Now that former Pats employee and Hawaii resident Matt Walsh has pulled the pin on the grenade and is holding the thing in his hand with the lever pressed against the steel, he is suddenly public enemy No. 1 of Patriots nation.

Maybe it’s a good thing for him that he lives a long, long way from Boston.

Already, we’re being flooded with e-mails from readers who have caught an inconsistency between Friday’s article in the New York Times and the three-plus-year-old item from the Providence Journal announcing Walsh’s marriage.

The Times says that Walsh worked for the Patriots until 2003.  The Journal says that he left in January 2002.  (The Journal article also paints a courtship story that conjures images of Kramer and his pint-sized pal Mickey fighting over the two girls whose names they’d gotten confused.)    

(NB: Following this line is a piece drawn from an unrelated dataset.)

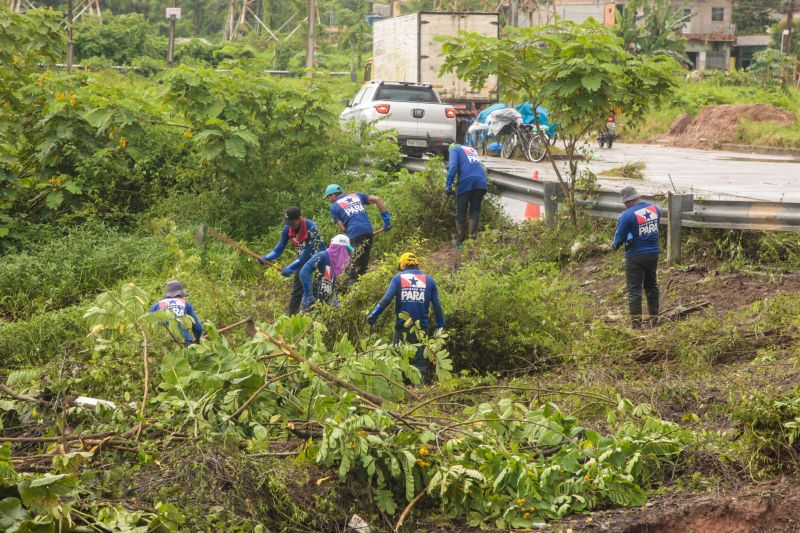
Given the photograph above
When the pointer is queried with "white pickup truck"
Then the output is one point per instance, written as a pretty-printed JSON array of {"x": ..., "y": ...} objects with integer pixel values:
[{"x": 422, "y": 122}]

If the dates in the Journal are accurate, then Walsh would have left the Patriots before Super Bowl XXVI, which was played on February 3, 2002.  He also wouldn’t have been with the team on February 1 or 2, during which final preparations (such as walk-through practices) are made.

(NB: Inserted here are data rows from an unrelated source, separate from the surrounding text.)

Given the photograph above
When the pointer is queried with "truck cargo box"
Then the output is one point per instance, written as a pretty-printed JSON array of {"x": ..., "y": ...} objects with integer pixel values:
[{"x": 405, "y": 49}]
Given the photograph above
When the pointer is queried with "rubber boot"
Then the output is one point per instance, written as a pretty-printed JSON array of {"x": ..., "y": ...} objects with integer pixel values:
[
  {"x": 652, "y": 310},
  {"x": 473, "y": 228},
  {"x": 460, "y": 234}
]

It’s a key point, and it will go directly to Walsh’s overall credibility, if he claims to know about things that happened after he had left the team’s employ.

And it’s possible that Walsh merely is a disgruntled employee with an axe to grind.  It’ll therefore be important to know whether he left willingly, or whether he was fired.  Was he then unable to find other work in the NFL, or did he simply choose to work for a team in NFL Europe because he thought it would be fun to live overseas during the tense months after 9/11?

Walsh, we believe, will soon regret saying anything on the record to the Times.  His words paint a sufficiently ominous tone to prompt those who support the team to begin to try to discredit him.  In this specific case, then, showing the sword will likely have the same net effect as using it.

UPDATE:  Walsh’s online bio at his current place of employment says that he worked for the Pats from 1996 through 2003.